Louis Schweiger and Clara Dulle had married in 1902, and to all appearances, the couple seemed happy for the first ten years. They had no biological children, but they had an adopted son, Norman, to whom they were both very devoted. Trouble in the marriage began about 1912, when gossip spread in the Schweiger’s neighborhood that Louis was paying attention to another woman. The gossip preyed on Clara’s fragile mind, and she grew very jealous and anxious. 

The friction in the marriage came to a head in October 1913, when Schweiger, Clara, and their son were taking a streetcar to church. When Schweiger spoke to a neighbor woman on the streetcar, his wife went into a rage, accusing him of being unfaithful. She jumped up and took Norman off the streetcar, and when Schweiger returned home, she and the boy were not there. He tried to get her to come back home, but she wouldn’t do it. So, Schweiger left his wife and filed for divorce. 

The divorce was pending and Clara was back living in the Schweiger home with nine-year-old Norman when the postman showed up on November 10, 1914, to deliver the mail. Clara met him at the door, and he handed her a package. “Looks like a box of bon bons,” he remarked. 

When Clara took the package, though, she felt something move inside it and said so to the mailman as she handed the parcel back. Together they opened the box, and a small, deadly adder poked its head out. The postman picked up a big rock and smashed the snake to death. 

Suffering from “severe nervous shock,” Clara admitted to a newspaperman that she’d had trouble in the past with some of the neighbor women. She didn’t know whether the past trouble with her neighbors was related to the sending of the snake, but she was convinced that someone was deliberately trying to hurt her.  

Schweiger’s divorce suit came up in court later that month, and it was granted over Clara's objection. Clara was further devastated when her husband was granted custody of their son.

After Schweiger’s divorce petition was granted, Clara hired Tiera Farrow, one of Kansas City’s first female lawyers, to file a motion on her behalf to annul the divorce. Unbeknownst to Ms. Farrow, her client was carrying an automatic revolver in her purse when the two women showed up at the courthouse for a hearing on May 1, 1915. Infuriated after the judge ruled against her motion, Clara approached her ex-husband in a courtroom corridor and shot him three times, then stood over him and pumped another round into him as he slumped to the floor. Schweiger was rushed to a hospital, where he died later that day.

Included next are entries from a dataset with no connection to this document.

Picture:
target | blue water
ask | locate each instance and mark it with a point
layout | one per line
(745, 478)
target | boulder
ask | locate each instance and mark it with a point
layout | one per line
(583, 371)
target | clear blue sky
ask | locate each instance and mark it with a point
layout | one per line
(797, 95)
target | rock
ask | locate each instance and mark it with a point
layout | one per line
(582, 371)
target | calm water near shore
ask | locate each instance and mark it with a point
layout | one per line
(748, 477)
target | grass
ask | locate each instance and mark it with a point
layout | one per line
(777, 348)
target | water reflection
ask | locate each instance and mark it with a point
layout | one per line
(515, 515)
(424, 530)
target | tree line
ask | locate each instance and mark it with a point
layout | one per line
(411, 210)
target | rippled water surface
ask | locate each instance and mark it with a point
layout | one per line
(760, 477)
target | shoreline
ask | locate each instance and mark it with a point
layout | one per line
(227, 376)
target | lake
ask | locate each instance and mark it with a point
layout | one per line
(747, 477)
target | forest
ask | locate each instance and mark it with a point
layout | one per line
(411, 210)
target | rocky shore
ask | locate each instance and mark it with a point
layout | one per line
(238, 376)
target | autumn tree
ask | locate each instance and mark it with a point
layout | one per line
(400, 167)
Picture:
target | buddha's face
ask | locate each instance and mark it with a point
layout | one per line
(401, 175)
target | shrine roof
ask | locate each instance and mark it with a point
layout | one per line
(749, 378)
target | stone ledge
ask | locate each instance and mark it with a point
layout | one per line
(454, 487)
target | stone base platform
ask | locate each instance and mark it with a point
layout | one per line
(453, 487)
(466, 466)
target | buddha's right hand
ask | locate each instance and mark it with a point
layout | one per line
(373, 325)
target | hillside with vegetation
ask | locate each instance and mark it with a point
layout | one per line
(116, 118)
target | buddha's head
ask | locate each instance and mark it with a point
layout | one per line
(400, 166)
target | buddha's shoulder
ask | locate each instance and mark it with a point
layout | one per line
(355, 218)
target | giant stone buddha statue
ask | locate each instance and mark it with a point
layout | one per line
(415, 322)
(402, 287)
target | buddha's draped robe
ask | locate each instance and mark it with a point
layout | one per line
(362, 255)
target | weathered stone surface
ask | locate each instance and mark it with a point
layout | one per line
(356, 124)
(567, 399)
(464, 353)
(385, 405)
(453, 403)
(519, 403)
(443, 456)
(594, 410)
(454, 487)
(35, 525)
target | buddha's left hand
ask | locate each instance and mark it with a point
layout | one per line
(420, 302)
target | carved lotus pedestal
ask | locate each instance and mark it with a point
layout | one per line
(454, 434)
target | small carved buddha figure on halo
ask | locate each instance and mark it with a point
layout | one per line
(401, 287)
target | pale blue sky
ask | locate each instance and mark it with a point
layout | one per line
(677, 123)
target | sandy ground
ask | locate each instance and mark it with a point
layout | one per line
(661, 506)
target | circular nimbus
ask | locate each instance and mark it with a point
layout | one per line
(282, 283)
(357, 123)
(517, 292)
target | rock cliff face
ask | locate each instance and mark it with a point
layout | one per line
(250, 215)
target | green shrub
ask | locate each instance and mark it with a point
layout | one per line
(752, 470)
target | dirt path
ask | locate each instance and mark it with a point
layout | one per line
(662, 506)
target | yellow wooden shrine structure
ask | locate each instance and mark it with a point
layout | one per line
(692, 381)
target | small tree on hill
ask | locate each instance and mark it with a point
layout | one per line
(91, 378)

Clara was charged with first-degree murder and waived a preliminary hearing. When the trial got underway in late February 1916, spectators filled the courtroom, drawn not only by the novelty of a woman defendant in a murder case but the even more unusual phenomenon of a woman lawyer as counsel for the defense. 

Tiera Farrow gave a moving defense of her client, declaring that Clara’s passionate love for an uncaring husband drove her to madness, but Miss Farrow’s pleas were to no avail. The jury came back with a verdict finding Clara guilty of second-degree murder with a recommended sentence of fifteen years in prison. 

Clara appealed to the Missouri Supreme Court, and she regained custody of her son while she was out on bond awaiting the high court's decision. In early 1918, the supreme court affirmed Clara's guilty verdict, and she was sent to the Missouri State Penitentiary. 

However, she was paroled in 1921 after serving less than four years of her scheduled sentence. Then in 1925, she was granted a full pardon and restored to citizenship after many of her friends petitioned the governor. 

The story above is a condensed version of a chapter in my latest book, Gangster Queen Bonnie Parker and Other Murderous Women of Missouri https://amzn.to/4tujpur.

Saturday, April 18, 2026

Almost Like a Tigress: The Story of Annie Hunning

About 8:00 o’clock Saturday evening, December 9, 1911, thirty-six-year-old Martin Hunning, a farmer living in an isolated area south of Murphy in Jefferson County, Missouri, arose from the kitchen table and went to the telephone to call a neighbor. The phone, which had just been installed, was situated near a window, and as Hunning was waiting for the central switchboard to connect him to his neighbor, somebody fired a shotgun through the window. The blast tore half of Hunning’s head off, and he fell instantly dead. Hunning’s thirty-five-year-old wife, Annie, rushed to the door of the cabin and heard a man’s voice say, “We’ve got to beat it. They’ve got a telephone.”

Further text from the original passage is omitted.